Padişah: - Sana bir kaz yollasam yolar mısın?

Kız: - İzninizle en ince tüzlerine kadar yolarım!

Padişah kıza “Öyleyse selametle kal!” deyip, veziriyle tekrar yola koyulmuş. Saraya varınca padişah vezirine sormuş:

- Kız ile ne konuştuğumuzu anladın mı?

Vezir:

- Doğruyu söylemek gerekirse anlamadım padişahım, demiş.

Padişah:

- O hede tez vakitte git öğren! Yoksa seni vezirlikten azlederim! demiş.

Vezir telaşla fırlamış. “Nasıl öğrenirim?” diye düşünürken, en iyisi ilk ağızdan bilgi almak deyip, gitmiş padişahın konuştuğu kızı bulmuş. Vezir:

- Aman kız, hanım kız!… Biz bu gün yanımda biriyle senin yanına gelmiştik. Yanımdaki kişi senle sohbet etmişti. O sohbette konuştuklarınız ne anlama geliyordu? Onları bana bir deyiver. Dile benden ne dilersen.

Kız:

- Konuştularımızı açıklarım ama her cevap için on altın isterim, demiş.

Vezir kabul etmiş. Kız anlatmaya başlamış:

- O amca bana babamı sorduğunda “Azı çok etmeye gitti” demekle; babamın çiftçi olduğunu, tarlaya tohum ekmeye gittiğini anlatmak istedim.

Vezir on altını vermiş, kız devam etmiş:

- O amca annemi sorduğunda “Annem biri iki etmeye gitti” demekle; annemin ebe olduğunu, doğum yaptırmaya gittiğini anlatmak istedim.

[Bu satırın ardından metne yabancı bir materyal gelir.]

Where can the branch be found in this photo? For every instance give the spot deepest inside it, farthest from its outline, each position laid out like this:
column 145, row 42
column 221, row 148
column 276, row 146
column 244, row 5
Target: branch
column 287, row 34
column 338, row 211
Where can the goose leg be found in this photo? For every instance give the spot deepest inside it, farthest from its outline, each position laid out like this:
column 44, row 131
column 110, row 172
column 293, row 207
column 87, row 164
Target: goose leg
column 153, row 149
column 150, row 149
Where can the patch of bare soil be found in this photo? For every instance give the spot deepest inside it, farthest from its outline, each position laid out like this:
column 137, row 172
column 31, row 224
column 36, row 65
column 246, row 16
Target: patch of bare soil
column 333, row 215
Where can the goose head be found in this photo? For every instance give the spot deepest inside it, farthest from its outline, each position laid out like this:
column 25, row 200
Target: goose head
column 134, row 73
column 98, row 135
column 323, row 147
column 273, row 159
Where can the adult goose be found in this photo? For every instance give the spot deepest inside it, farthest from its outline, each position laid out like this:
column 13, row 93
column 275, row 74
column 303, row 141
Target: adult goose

Kız vezirden on altın daha alıp devam etmiş:

- Amca “Eviniz çok güzel ama bacası eğri” demekle; benim güzel olduğumu ama gözelerimin şaşı olduğunu söyledi. Ben de “Bacası eğridir ama dumanı doğru tüter” diyerek; şaşıyım ama gözlerim iyi görür demek istedim.

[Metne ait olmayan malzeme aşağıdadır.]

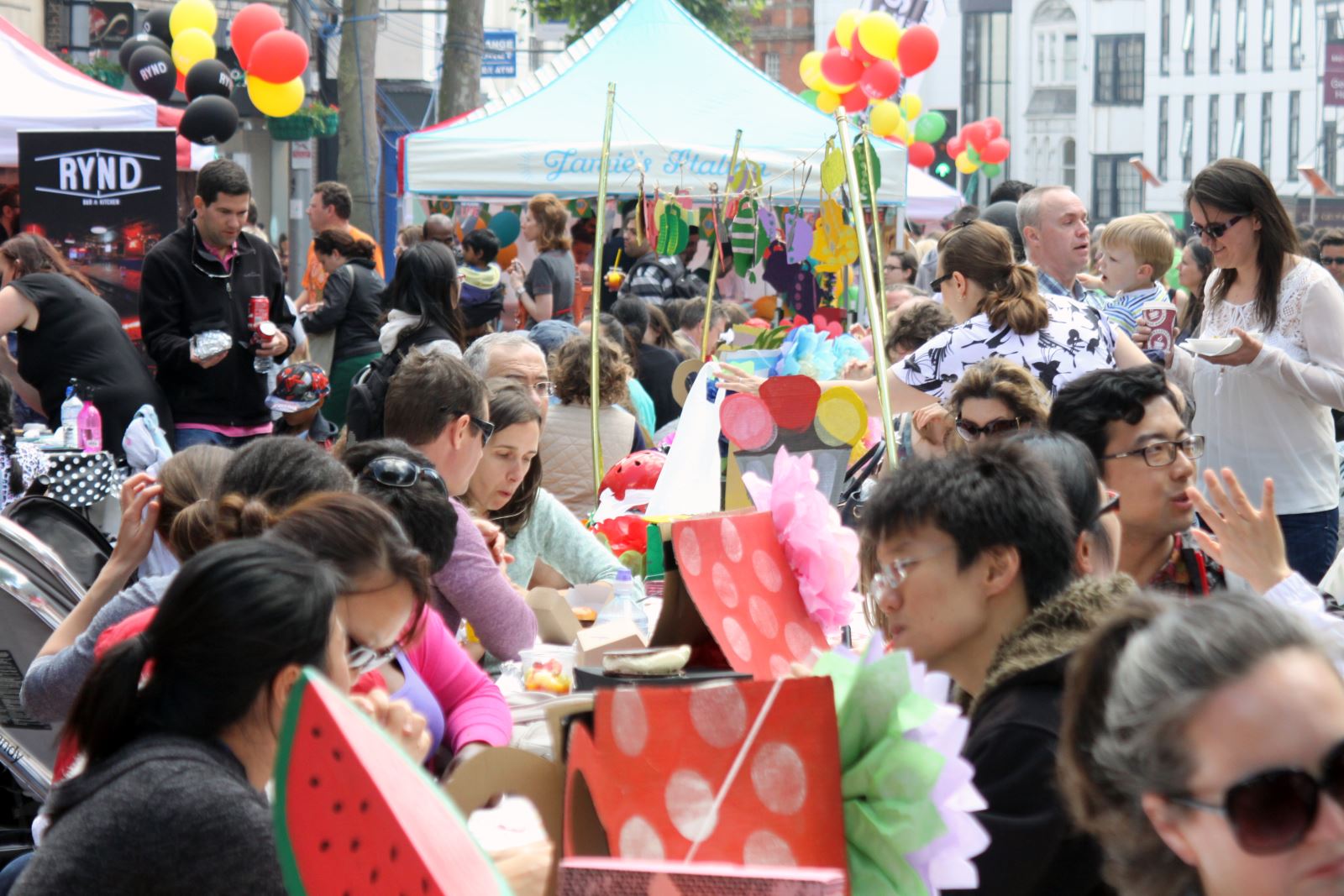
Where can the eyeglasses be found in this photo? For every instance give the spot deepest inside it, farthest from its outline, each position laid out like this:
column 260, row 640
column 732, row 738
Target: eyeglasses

Vezir kıza on altınını verip hemen atılmış:

- Peki ya “Sana bir kaz yollasam yolar mısın?” ne demek?

Kız tebessüm edip açıklamış:

- O kaz da sizsiniz, demiş. Bunları öğrenmek için bana onlarca altın verdiniz!…

xxx

Bu hikayeyi bir yere bağlayacağım, ama “zülfiyare dokunur muyum” diye biraz da endişeliyim…

Çok hoşuma gittiği için de, sizlerle paylaşmak istedim…

Memlekette öyle yolunacak kaz var ki, yol yol bitmez…

Var oğlu var…

Bunlardan 2-3 kendine münhasır kişilik benim çevremde de var…

Özellikle birisi!

İsmini verirsem, ömrünün sonuna kadar benimle ne göz göze gelir, ne selam verir, ne de alır!

Mümkün değil…

Aslında bu hikayenin çıkış noktası da kendisi…

Saf, ama tamahkar…

Açgözlü yani…

Ve hırslı…

Ama, yolunacak kaz!

Yolmuşlar zaten…

Haketmiş mi?

Yer yüzünden gökyüzüne kadar…

Garibanın birine kuruş vermez, tokatçıya kasanın anahtarını teslim eder…

Ya da tilkiye kümes!

Böyle biri işte…

Sizin çevrenizde ya da yakınınızda böyle tipler yok mu?

Olmaması mümkün değil…

Bizimkinin yolmuşlar tüylerini, cısçıplak ortada kalmış…

İyi etmişler…

He valla…

Kendinden başkasını düşünmeyen bu gibi “tamahkar kaz!”ların tüylerinin yolunmasında bir sakınca görmüyorum…

Çünkü, hakediyorlar…

Bu “yolunacak kaz” hikayesi lastik gibi, nereye çekersen oraya gider…

Anlayan anladı, benim ne demek istediğimi!